La mentira que acaba de decir no bastará, seguramente, para convencer a Miquel de que deben partir. Pero es como un primer peón que acaba de avanzar en el tablero.

La partida se reanuda.

Se incorpora y avanza hasta el borde de la fractura. Abajo corre el Corrèze, y un poco más lejos está la ciudad de Tulle.

Gregor Laemmle está en París desde hace tres días. Regresa de Italia, con su pasaporte suizo a nombre de Golaz-Hueber; ha vivido mucho tiempo en su casa de Fiesole. Ha abandonado su querida Toscana por cierto número de razones; la menor es, seguramente, lo que ocurre en el sur de la península italiana: los angloamericanos han desembarcado allí, suben hacia Roma, a donde no tardarán en llegar, sean cuales sean los méritos de la línea Gustav, que, según parecía, no podría ser nunca franqueada por nadie. Todas las informaciones y certezas que han dejado a Gregor Laemmle en el estado natural del mármol de Carrara.

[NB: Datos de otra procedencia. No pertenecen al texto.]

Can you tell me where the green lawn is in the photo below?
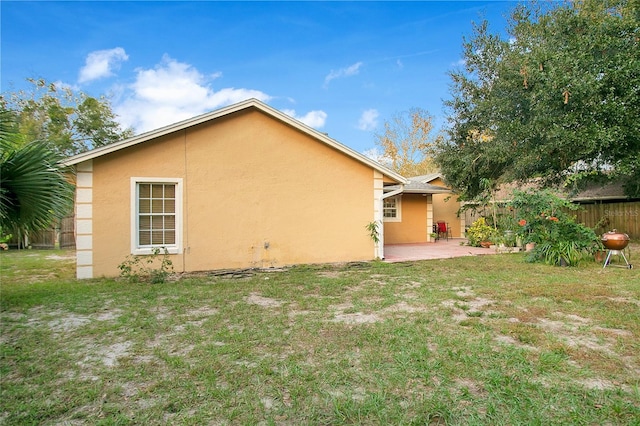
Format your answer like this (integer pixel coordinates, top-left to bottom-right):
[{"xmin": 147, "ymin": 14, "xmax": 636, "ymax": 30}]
[{"xmin": 0, "ymin": 246, "xmax": 640, "ymax": 425}]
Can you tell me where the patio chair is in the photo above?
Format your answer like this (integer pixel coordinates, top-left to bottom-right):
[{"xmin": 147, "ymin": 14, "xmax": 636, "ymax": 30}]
[{"xmin": 436, "ymin": 220, "xmax": 451, "ymax": 241}]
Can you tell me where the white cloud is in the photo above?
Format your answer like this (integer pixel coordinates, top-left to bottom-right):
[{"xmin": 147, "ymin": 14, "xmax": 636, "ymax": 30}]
[
  {"xmin": 362, "ymin": 147, "xmax": 392, "ymax": 167},
  {"xmin": 358, "ymin": 108, "xmax": 380, "ymax": 132},
  {"xmin": 114, "ymin": 55, "xmax": 271, "ymax": 133},
  {"xmin": 324, "ymin": 62, "xmax": 362, "ymax": 88},
  {"xmin": 78, "ymin": 47, "xmax": 129, "ymax": 83},
  {"xmin": 282, "ymin": 109, "xmax": 327, "ymax": 129}
]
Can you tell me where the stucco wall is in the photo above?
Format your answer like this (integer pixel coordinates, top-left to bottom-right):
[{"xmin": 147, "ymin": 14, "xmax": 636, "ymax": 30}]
[
  {"xmin": 93, "ymin": 109, "xmax": 374, "ymax": 276},
  {"xmin": 384, "ymin": 194, "xmax": 428, "ymax": 244}
]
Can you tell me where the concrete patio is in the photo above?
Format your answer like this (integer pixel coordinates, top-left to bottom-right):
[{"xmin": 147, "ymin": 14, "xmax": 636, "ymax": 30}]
[{"xmin": 384, "ymin": 238, "xmax": 496, "ymax": 262}]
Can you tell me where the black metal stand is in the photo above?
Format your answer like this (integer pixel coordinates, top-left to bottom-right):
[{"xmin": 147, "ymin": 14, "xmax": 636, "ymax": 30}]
[{"xmin": 602, "ymin": 250, "xmax": 633, "ymax": 269}]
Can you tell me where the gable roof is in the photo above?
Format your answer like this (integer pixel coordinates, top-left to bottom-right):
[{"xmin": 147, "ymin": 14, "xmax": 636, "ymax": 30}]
[
  {"xmin": 385, "ymin": 173, "xmax": 452, "ymax": 194},
  {"xmin": 62, "ymin": 99, "xmax": 407, "ymax": 183}
]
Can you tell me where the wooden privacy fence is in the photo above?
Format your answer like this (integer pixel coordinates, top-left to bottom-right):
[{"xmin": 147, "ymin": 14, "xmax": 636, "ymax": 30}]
[
  {"xmin": 463, "ymin": 201, "xmax": 640, "ymax": 240},
  {"xmin": 575, "ymin": 201, "xmax": 640, "ymax": 240},
  {"xmin": 9, "ymin": 216, "xmax": 76, "ymax": 249}
]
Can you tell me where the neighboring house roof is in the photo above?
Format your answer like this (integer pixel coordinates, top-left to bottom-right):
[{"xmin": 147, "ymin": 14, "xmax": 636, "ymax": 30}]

Ha abandonado Italia porque, en el transcurso de los meses, sus proyectos de suicidio le han acosado de nuevo, con una virulencia cada vez más dura. Había concebido bastante confusamente la esperanza de recobrar, en ese lugar privilegiado, si no el placer de vivir —no se puede pedir demasiado—, sí al menos algo que recuerda a una paciencia resignada y sarcástica. Tendría que haberse conocido mejor. Las cosas han empeorado y la obsesión se hace cada día más oprimente.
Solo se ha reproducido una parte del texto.